When your bathe your dog, it is important to check their skin over (including the harder to reach areas such as under the belly and between the legs) for signs of spots, lumps and bumps, or even sores that can be caused by not taking care of your dog’s skin properly. Trying to pop spots or otherwise remove them is something that needs to be handled with care, as it can lead to scarring or irritation if the spot is not ready, or not handled correctly. If in doubt, leave alone or ask your vet or groomer for advice!
Gently exfoliating when bathing your dog can of course help to keep their skin clear and spot-free.
A dog without hair will not be able to maintain as much moisture where it counts as a dog with fur, and so you might need to actually use an emollient product to keep your dog’s skin moist and supple. A product designed for people with sensitive skin, or advised by your vet is the best choice.
It is also important to pick a product that is non-comodogenic and water based rather than oil based, to reduce the chances of spots and irritations!
A dog with no fur is much more sensitive to problems such as sunburn, and so it is vitally important that you protect your dog’s skin from the elements, such as using sun screen or putting them in a t shirt.
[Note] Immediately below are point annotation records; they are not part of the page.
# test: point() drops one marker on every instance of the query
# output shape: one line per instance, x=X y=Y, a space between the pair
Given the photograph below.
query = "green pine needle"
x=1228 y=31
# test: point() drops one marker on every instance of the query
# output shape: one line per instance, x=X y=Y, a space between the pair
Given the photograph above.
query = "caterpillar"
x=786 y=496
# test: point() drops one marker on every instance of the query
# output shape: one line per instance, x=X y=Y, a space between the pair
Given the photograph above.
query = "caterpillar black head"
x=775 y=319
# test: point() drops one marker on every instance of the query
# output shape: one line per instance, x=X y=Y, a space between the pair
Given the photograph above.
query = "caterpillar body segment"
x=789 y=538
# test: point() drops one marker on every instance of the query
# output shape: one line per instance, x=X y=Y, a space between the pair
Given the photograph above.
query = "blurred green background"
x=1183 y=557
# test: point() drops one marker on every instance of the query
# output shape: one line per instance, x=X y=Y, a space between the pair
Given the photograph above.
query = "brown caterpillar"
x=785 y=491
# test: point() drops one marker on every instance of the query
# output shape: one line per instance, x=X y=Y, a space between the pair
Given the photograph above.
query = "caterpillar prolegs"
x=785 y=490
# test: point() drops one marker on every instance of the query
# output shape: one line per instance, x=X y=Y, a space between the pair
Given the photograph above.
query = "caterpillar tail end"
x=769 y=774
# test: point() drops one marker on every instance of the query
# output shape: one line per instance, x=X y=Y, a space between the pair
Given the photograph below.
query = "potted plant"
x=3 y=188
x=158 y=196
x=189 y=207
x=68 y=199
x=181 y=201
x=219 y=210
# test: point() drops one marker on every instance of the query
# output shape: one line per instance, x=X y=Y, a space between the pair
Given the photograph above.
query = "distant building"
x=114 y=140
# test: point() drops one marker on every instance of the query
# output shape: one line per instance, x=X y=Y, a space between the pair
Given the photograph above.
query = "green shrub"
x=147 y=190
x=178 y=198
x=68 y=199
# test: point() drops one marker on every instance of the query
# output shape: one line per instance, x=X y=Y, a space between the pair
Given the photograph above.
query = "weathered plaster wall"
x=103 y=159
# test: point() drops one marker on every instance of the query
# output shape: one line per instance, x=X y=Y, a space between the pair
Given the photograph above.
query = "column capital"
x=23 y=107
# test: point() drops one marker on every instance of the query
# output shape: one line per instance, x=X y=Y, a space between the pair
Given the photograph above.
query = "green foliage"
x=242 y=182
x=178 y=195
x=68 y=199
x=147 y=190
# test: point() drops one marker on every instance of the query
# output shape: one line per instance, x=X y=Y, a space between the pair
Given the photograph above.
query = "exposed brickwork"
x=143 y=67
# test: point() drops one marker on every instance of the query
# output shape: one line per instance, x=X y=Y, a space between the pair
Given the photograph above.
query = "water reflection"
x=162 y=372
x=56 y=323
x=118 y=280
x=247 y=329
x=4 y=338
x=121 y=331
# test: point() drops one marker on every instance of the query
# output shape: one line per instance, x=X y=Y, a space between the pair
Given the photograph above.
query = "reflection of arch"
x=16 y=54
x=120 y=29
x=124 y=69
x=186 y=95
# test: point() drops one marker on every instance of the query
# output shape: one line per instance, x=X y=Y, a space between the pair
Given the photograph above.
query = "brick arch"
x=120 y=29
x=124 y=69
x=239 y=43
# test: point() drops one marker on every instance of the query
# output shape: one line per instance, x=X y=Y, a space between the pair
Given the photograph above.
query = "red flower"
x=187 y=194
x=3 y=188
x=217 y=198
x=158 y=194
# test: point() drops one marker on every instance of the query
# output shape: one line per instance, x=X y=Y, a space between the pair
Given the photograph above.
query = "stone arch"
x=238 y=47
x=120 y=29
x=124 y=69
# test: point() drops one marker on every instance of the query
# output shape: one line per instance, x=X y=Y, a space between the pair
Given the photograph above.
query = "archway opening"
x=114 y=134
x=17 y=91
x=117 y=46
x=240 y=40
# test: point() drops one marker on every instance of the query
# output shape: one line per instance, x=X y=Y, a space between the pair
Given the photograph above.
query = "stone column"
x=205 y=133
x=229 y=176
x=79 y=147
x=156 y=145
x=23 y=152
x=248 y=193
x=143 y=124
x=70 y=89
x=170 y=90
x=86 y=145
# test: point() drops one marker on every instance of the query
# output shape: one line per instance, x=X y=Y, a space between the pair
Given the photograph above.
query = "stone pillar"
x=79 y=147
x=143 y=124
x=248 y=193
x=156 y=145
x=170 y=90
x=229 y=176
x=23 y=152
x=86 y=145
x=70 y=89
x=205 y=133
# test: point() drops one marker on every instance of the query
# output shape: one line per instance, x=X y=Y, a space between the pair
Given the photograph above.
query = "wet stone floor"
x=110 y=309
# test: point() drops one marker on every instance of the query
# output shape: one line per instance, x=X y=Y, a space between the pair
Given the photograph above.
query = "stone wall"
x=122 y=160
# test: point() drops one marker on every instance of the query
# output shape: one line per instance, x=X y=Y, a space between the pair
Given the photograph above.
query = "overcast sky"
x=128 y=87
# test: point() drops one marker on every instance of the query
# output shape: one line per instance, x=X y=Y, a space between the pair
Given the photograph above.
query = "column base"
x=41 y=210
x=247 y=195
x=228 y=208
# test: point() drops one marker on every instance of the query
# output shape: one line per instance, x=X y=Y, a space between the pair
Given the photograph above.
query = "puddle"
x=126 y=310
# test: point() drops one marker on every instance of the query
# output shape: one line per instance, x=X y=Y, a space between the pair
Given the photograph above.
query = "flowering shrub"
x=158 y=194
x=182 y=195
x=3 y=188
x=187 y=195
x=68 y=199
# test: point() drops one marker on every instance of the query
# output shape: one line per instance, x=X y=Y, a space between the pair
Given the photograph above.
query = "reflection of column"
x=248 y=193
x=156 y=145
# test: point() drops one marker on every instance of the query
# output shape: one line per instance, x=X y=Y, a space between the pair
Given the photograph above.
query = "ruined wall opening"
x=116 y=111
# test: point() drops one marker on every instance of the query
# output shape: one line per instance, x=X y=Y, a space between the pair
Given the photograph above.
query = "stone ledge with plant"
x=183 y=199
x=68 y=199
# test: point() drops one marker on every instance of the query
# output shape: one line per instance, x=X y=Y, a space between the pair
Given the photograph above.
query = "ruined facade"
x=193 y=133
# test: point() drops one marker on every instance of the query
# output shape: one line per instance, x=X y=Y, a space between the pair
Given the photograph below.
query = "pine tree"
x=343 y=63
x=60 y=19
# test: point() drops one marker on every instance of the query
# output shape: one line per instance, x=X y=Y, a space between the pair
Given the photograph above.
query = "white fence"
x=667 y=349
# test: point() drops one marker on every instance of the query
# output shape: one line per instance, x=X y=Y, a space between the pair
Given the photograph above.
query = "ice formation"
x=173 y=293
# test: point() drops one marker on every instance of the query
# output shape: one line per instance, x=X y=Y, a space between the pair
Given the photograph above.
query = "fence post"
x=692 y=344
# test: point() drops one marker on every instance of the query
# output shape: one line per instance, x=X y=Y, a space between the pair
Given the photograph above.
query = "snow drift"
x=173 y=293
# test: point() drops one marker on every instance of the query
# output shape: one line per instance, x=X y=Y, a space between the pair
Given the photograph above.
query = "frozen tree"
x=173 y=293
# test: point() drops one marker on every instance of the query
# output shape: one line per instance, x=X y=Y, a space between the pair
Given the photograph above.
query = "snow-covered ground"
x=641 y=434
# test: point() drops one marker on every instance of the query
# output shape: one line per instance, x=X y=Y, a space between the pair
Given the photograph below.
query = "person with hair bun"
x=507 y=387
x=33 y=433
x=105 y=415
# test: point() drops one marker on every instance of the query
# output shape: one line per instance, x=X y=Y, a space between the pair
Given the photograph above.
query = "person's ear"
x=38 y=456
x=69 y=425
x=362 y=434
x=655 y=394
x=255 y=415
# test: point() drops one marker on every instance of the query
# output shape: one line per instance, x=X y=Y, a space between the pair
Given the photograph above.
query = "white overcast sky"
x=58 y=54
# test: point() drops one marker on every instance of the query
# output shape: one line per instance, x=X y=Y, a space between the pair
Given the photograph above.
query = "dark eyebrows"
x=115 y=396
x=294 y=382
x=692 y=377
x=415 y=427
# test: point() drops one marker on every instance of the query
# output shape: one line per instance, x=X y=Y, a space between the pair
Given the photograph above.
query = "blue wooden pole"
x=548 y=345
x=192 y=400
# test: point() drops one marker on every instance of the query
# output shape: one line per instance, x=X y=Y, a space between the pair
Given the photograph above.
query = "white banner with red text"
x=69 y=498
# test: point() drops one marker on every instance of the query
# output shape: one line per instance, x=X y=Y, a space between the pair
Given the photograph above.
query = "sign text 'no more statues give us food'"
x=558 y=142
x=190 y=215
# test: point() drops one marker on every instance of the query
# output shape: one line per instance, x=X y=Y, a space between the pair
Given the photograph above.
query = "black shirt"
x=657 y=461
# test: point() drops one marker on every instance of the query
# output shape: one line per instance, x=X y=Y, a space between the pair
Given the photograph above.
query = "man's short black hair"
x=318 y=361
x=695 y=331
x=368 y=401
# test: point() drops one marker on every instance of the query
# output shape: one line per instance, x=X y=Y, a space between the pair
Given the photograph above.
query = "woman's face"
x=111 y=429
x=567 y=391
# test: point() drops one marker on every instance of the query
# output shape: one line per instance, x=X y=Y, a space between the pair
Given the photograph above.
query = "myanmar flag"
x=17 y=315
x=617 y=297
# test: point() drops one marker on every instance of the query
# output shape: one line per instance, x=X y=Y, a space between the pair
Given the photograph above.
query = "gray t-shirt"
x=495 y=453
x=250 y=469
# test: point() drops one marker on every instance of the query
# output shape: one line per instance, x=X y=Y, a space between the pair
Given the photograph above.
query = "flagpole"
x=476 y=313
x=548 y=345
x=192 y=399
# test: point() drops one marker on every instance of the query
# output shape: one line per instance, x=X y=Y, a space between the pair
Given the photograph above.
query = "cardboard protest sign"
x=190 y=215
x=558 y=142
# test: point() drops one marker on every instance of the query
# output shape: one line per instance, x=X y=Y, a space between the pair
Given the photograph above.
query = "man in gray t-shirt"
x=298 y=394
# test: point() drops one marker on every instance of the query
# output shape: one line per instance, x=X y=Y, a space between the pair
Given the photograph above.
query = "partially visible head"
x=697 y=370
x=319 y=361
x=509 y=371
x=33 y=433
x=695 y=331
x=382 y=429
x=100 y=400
Keep them out of direct sun, and remember that your dog can even get sunburn if inside if they are lying right in front of a window.
Sunburn is unpleasant for everyone, and especially for a dog, and of course, the risk of melanomas and other types of skin cancers are increased if your dog gets sunburnt or is regularly out in the sun without protection.
In cold weather too your dog will need protection from the elements in the form of coats and jumpers, and it is also important to bear in mind that cold weather and central heating can dry the skin out, which is uncomfortable and can cause other problems too.
Pay attention to your dog’s skin in the cold weather as well as warm weather, and ensure that they are not developing dry patches or problems. Try to keep the humidity levels in your home at a reasonable level, and if the family are getting dry skin or irritated eyes, the chances are that your dog will be affected too. Also, remember that the temperature overnight can often drop well below daytime levels, so don’t leave your dog in a cold room overnight without heat protection!